Self-assembly of nanorods
The self-assembly of two- and three-component nanorods into higher ordered structures can be predictably controlled by varying the relative lengths of the rods' gold and hydrophobic polymer components, reports a group from Northwestern University [Science, 303, 348 (2004)]. The group, led by chemistry professor Chad A. Mirkin, likens the two-component nanorods to small cones because the gold portion's diameter is larger than that of the polymer portion. When hydrophobic interactions bring the nanorods' polymer portions together during self-assembly, this difference in diameter gives the assembled structures a distinctive curve.

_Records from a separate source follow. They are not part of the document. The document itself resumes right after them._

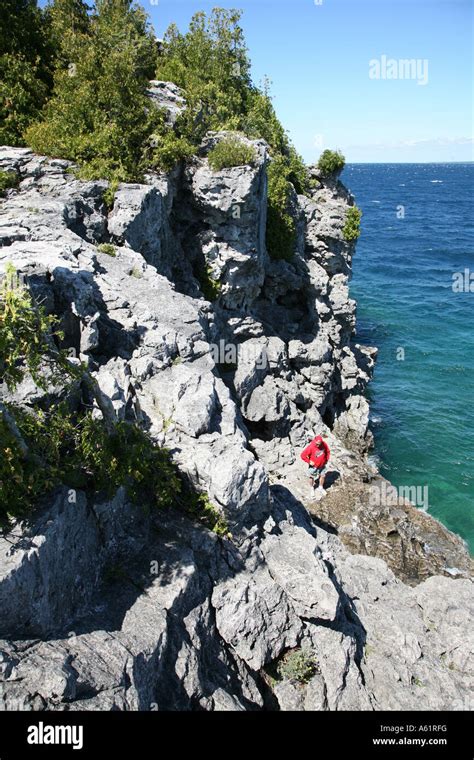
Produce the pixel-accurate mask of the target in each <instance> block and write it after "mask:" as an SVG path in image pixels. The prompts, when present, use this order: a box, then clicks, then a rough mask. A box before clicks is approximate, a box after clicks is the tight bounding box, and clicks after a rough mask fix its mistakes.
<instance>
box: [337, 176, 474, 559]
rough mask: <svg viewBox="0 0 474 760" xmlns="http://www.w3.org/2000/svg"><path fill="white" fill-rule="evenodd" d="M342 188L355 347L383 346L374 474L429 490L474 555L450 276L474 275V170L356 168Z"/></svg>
mask: <svg viewBox="0 0 474 760" xmlns="http://www.w3.org/2000/svg"><path fill="white" fill-rule="evenodd" d="M342 181H343V182H344V183H345V184H346V185H347V186H348V187H349V189H350V190H351V191H352V192H353V194H354V195H355V198H356V203H357V205H358V206H359V207H360V208H361V209H362V211H363V217H362V232H361V236H360V238H359V241H358V244H357V251H356V256H355V258H354V267H353V280H352V284H351V294H352V296H353V297H354V298H356V299H357V303H358V312H357V316H358V327H357V338H358V340H359V341H360V342H361V343H367V344H372V345H375V346H378V348H379V357H378V361H377V366H376V371H375V375H374V381H373V383H372V384H371V387H370V391H369V395H370V397H371V399H372V406H371V409H372V429H373V432H374V435H375V455H376V456H377V458H378V459H379V460H380V461H379V466H380V469H381V472H382V473H383V474H384V475H385V476H386V477H387V478H389V479H390V480H391V481H392V482H393V483H394V485H396V486H401V485H405V486H425V485H427V486H428V489H429V491H428V493H429V512H430V514H432V515H433V516H434V517H437V518H438V519H439V520H440V521H441V522H443V523H444V524H445V525H446V526H447V527H448V528H450V530H453V531H455V532H456V533H458V534H460V535H461V536H462V537H463V538H464V539H466V541H467V542H468V543H469V546H470V549H471V552H473V550H474V430H473V425H474V419H473V406H474V352H473V343H474V341H473V331H474V329H473V328H474V320H473V316H474V292H469V290H467V292H465V291H462V292H453V273H456V272H459V273H464V270H465V269H468V270H469V272H470V273H474V226H473V221H474V164H473V163H467V164H352V165H348V166H347V167H346V168H345V169H344V172H343V175H342ZM400 206H403V209H401V208H400ZM397 211H398V216H397ZM403 213H404V218H398V217H402V216H403ZM473 280H474V275H473ZM472 287H473V290H474V281H473V284H472ZM467 288H469V282H468V281H467ZM400 349H403V350H404V359H403V352H402V351H401V350H400ZM397 352H398V358H397Z"/></svg>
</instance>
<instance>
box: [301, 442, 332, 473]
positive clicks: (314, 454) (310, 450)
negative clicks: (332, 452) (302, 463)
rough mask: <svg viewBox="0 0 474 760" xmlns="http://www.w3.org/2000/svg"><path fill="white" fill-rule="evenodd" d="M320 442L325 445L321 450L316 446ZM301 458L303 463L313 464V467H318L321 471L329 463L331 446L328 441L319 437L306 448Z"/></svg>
mask: <svg viewBox="0 0 474 760" xmlns="http://www.w3.org/2000/svg"><path fill="white" fill-rule="evenodd" d="M320 442H322V444H323V446H322V448H321V449H320V448H318V446H317V445H316V444H318V443H320ZM300 456H301V459H302V460H303V462H306V463H307V464H312V465H313V467H318V468H319V469H320V468H322V467H324V465H325V464H327V462H329V457H330V456H331V452H330V451H329V446H328V445H327V443H326V441H323V439H322V438H321V436H320V435H317V436H316V438H313V440H312V441H311V443H309V444H308V446H306V448H305V449H304V450H303V451H302V452H301V454H300Z"/></svg>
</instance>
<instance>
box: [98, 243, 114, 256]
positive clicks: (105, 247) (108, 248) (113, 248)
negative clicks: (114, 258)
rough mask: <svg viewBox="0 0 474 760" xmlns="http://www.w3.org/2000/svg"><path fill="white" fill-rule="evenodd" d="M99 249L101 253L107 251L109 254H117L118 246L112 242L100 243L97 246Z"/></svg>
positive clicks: (106, 254)
mask: <svg viewBox="0 0 474 760" xmlns="http://www.w3.org/2000/svg"><path fill="white" fill-rule="evenodd" d="M97 250H98V251H100V253H105V254H106V255H107V256H116V255H117V251H116V248H115V246H114V245H112V243H100V244H99V245H98V246H97Z"/></svg>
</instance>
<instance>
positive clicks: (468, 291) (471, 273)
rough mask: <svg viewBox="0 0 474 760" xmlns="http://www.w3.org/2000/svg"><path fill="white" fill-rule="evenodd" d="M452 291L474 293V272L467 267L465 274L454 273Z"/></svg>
mask: <svg viewBox="0 0 474 760" xmlns="http://www.w3.org/2000/svg"><path fill="white" fill-rule="evenodd" d="M452 289H453V293H474V272H471V270H470V269H468V268H467V267H466V268H465V269H464V272H454V273H453V282H452Z"/></svg>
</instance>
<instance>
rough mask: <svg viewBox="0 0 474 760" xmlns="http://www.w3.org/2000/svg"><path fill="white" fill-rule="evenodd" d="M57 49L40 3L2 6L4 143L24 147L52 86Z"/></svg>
mask: <svg viewBox="0 0 474 760" xmlns="http://www.w3.org/2000/svg"><path fill="white" fill-rule="evenodd" d="M53 57H54V50H53V46H52V43H51V39H50V37H49V33H48V26H47V24H46V23H45V19H44V14H43V12H42V11H41V10H40V9H39V8H38V7H37V3H36V0H2V3H1V5H0V143H1V144H6V145H23V144H24V140H23V137H22V135H23V132H24V131H25V129H26V128H27V126H28V125H29V124H30V123H31V122H32V121H33V120H34V119H35V118H37V116H38V114H39V112H40V110H41V108H42V106H43V105H44V103H45V102H46V99H47V97H48V94H49V92H50V90H51V86H52V66H53Z"/></svg>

The longer the gold portion is in relation to the polymer, the tighter the structure's curve. (The structure shown has a 1:4 gold-polymer ratio.) The group also made three-component gold-polymer-gold rods. These act like cylinders, rather than cones, and self-assemble into flat sheets. According to Mirkin, the alumina template that is used to synthesize the nanorods plays a critical role by prealigning the rods in a way that facilitates their self-assembly.